Visiting Undergraduate Student, Santa Clara University
Benjamin Demaree graduated from Santa Clara University and is now a graduate student in Bioengineering at UC Berkeley. He was an AmGen scholar in my lab during the Summer of 2013. He researched self similarity, asymmetry, and scaling in vascular networks. He wrote code to analyze vascular data and simulated vascular networks with asymmetric branching to discover simple models that best match real data.
Undergraduate Student
Dalit Yadegaran graduated from UCLA. Her work involved a research project to explored mechanisms that control species interactions. The project uses high-speed video and automated tracking software to understand how environmental drivers (e.g., light, temperature, humidity, etc) affect the components and dynamics of predator-prey relationships. She was primarily responsible for running predator-prey trials with a variety of insects as well as analysis of video using Matlab.
Undergraduate Student
Agafe Saguros graduated from UCLA and used video and automated tracking software to understand how temperature affects predator-prey interactions in insects via its effects on components such as body velocity, detection distance, turning angle, handling time, and other factors. She is currently a pharmacy intern at the University Medical Center
of Southern Nevada.
Undergraduate Student
Sania Pouyanard graduated from UCLA and worked with video and automated tracking software to study how temperature and dimensionality of the seach space/habitat can affect consumption rates in predator-prey interactions for insects.

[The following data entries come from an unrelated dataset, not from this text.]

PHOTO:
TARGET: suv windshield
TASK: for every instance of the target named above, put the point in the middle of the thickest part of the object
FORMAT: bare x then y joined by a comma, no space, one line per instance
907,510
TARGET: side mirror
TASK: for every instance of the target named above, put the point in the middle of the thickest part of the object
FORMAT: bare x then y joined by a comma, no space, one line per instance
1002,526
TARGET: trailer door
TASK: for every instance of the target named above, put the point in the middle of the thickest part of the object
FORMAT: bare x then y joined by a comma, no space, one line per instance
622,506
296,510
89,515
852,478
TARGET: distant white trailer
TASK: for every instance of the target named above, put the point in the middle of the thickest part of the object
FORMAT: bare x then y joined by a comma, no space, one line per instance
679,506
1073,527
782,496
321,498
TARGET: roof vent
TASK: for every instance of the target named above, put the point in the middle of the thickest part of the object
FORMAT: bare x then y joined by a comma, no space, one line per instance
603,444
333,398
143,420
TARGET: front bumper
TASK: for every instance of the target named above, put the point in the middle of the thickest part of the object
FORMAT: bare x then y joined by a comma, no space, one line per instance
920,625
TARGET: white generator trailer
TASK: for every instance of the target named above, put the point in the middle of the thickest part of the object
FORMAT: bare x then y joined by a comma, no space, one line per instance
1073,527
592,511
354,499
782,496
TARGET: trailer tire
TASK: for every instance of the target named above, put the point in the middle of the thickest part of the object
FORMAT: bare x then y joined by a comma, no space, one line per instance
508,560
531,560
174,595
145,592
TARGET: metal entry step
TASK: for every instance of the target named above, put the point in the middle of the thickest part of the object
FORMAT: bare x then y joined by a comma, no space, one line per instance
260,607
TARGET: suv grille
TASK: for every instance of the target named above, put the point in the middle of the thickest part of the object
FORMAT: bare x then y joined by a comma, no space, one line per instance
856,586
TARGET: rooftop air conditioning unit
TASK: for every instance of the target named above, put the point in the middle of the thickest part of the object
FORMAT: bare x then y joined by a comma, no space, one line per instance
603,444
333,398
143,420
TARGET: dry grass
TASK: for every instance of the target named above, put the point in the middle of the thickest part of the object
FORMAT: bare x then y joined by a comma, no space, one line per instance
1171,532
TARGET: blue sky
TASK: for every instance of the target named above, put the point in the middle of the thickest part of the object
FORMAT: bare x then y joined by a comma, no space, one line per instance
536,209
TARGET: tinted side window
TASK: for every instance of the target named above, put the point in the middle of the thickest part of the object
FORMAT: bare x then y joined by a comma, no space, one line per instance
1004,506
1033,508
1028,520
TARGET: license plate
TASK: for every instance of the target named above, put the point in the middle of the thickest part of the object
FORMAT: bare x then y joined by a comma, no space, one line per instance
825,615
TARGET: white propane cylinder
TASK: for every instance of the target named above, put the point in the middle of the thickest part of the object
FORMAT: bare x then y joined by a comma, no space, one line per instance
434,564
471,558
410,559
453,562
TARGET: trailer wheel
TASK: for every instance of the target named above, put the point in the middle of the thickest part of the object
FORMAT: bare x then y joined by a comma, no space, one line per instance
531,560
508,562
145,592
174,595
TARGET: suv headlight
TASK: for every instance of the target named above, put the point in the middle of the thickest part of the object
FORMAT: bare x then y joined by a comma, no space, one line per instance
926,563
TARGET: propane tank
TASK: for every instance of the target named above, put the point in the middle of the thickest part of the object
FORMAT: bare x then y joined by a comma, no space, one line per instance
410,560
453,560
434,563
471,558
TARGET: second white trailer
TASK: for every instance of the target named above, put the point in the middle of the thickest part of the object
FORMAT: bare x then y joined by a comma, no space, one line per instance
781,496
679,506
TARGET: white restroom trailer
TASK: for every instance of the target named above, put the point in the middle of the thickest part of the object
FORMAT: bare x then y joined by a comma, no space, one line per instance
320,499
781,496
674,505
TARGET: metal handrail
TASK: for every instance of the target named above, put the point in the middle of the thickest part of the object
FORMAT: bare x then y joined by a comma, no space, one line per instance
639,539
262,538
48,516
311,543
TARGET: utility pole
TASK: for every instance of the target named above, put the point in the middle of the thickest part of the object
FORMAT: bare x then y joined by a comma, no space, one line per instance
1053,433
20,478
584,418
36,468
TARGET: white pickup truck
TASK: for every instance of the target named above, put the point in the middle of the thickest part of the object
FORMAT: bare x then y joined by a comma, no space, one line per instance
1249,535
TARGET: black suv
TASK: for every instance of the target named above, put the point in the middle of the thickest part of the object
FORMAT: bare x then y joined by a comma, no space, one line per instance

Visiting Undergraduate Student, Alabama A&M
Angelicia Thomas graduated from Alabama A&M University as a physics major. She worked in the Savage lab to stitch together images of zerbrafish vasculature across the entire body of the fish and that could be tracked across development. She also used angicart to analyze the data and search for patterns in the vasculature.
Visiting Undergraduate Student, Xi'an Jiatong University
Junyu Cao graduated from Xi'an Jiatong University and will be attending graduate school at UC Berkeley in Operations Research and Management. Junyu worked to developed new theory for the function of sleep by analyzing developmental data for sleep times, brain size, and brain metabolic rate, and then comparing results for how sleep changes with size across species. By investigating prominent hypotheses for the function of sleep, such as repair and reorgnization, this research could help disentangle the relative roles and timing of various functions.
High School Student
Maya Josyula graduated from high school from Cupertino, CA and will begin CalTech in Fall 2015. She helped to perform a sensitivity analysis for algortihms used in the OCaml code, Angicart, as applied to available angiographic images. She also helped to analyze data for branching angles and for asymmetric length distributions as well as understanding and helping to develop models to understand these data.
High School Student
Matthew Aquilina helped the lab edit and improve its MySQL databases and webpages for searching and downloading data.
High School Student
Edward Hu analyzed empirical data for vascular networks and helped to conduct rigorous tests of theories for optimal branching angles and length distributions. He will be attending USC.